Une enquête judiciaire a été ouverte après qu'une femme de 50 ans a été interpellée suite à la découverte de deux bébés dans son congélateur à Aillevillers-et-Lyaumont, en Haute-Saône. D'après le procureur de Besançon, Cédric Logelin, la mère a reconnu en garde à vue avoir congelé les nouveau-nés dès leur naissance, entre 2011 et 2018.
Lors de son audition, elle a expliqué avoir accouché à domicile et enveloppé ses bébés immédiatement après leur naissance avant de les placer dans le congélateur, situé dans la buanderie. Elle a également divulgué avoir caché ses grossesses à son entourage, mentant sur son poids en portant des vêtements amples. Émotionnellement éprouvée, elle a exprimé des regrets durant son interrogatoire, se qualifiant de "désolée pour ses enfants et sa famille".
La découverte a été faite par un membre de la famille qui, en triant dans le congélateur, a trouvé le corps d'un nourrisson. Les gendarmes ont ensuite découvert un deuxième corps, également congelé, à l'intérieur. La mère a été arrêtée à Boulogne-Billancourt sans résistance et fait actuellement face à des accusations d'assassinat. Elle aurait précisé que les grossesses avaient eu lieu entre la naissance de son dernier enfant en 2011 et son retour au travail en 2018.
Enquête en cours
Les autorités ont d'ores et déjà ouvert une information judiciaire pour meurtres de mineurs de moins de 15 ans, un crime passible de réclusion à perpétuité. Le compagnon de la suspecte, également entendu par la police, a affirmé qu'il n'était pas au courant des grossesses et était stupéfait par la situation.
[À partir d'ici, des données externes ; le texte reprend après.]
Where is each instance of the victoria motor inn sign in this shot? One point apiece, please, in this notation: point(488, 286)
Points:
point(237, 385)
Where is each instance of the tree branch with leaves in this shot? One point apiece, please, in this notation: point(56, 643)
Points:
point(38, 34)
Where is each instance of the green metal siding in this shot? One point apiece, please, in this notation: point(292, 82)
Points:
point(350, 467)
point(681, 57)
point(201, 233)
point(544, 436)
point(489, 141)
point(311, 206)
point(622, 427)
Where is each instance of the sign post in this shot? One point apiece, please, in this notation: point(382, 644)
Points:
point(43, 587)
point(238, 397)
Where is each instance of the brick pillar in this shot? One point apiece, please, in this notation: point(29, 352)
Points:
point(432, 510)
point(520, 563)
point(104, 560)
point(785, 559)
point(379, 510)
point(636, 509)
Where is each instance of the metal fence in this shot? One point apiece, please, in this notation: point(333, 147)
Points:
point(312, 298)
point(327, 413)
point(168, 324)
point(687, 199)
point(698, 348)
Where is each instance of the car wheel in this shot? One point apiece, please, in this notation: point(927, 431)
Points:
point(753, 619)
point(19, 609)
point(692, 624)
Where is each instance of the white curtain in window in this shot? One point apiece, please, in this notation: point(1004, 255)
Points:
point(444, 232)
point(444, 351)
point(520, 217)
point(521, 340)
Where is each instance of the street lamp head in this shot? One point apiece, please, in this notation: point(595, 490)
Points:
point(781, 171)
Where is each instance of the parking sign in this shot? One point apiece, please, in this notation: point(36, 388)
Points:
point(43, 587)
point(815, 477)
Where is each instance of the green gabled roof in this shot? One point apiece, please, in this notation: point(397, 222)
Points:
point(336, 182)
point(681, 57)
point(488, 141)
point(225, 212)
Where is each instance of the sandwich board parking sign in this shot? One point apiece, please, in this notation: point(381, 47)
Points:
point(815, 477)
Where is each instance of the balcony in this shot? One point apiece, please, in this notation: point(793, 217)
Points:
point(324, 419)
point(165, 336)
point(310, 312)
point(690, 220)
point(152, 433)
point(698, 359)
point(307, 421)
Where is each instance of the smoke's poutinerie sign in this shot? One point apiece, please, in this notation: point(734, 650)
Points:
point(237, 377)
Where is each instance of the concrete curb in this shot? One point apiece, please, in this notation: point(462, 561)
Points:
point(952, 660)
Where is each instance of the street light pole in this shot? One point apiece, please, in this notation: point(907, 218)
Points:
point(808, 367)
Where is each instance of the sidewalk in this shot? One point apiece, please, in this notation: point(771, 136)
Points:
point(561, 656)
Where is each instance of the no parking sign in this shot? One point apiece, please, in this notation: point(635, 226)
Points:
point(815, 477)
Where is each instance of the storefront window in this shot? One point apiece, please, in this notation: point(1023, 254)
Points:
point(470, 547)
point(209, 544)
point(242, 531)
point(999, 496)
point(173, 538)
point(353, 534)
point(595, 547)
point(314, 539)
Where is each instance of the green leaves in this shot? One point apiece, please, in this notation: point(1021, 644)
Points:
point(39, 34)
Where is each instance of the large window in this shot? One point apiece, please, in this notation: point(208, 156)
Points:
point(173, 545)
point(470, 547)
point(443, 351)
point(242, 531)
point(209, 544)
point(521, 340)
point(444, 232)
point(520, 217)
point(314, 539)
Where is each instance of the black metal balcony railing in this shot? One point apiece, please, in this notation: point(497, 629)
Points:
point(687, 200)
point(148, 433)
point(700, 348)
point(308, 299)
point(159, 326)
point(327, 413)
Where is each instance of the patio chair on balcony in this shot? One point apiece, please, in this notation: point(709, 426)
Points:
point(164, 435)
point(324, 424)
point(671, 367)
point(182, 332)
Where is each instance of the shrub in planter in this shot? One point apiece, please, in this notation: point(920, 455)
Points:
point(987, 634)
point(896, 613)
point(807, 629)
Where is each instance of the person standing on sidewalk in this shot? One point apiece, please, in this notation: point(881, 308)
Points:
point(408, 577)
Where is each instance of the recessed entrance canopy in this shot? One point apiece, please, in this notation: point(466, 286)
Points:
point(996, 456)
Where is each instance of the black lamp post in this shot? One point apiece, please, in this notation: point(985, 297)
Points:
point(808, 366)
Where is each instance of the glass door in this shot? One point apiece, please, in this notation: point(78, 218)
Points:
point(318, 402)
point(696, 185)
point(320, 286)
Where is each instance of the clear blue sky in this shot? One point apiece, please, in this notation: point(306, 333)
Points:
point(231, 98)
Une autopsie est programmée pour le vendredi suivant afin de déterminer les circonstances précises de la mort des bébés et éventuellement d'étudier la chronologie des événements. Les forces de l'ordre étaient visibles aux abords de l'habitation où les corps ont été découverts, posant des scellés sur les volets.
Une commune sous le choc
Cette tragédie a profondément secoué la petite commune d’Aillevillers-et-Lyaumont, qui ne compte que 1500 habitants. Le maire, Jean-Claude Tramesel, a exprimé son "choc" face à cette découverte macabre, soulignant que de telles tragédies ne devraient pas arriver dans un endroit comme le leur.
Les résidents de la commune décrivent la mère comme une personne discrète qui vivait là depuis vingt ans sans jamais attirer l'attention. Le parquet de Vesoul a d'ailleurs transféré l'affaire au parquet de Besançon en raison de sa nature criminelle.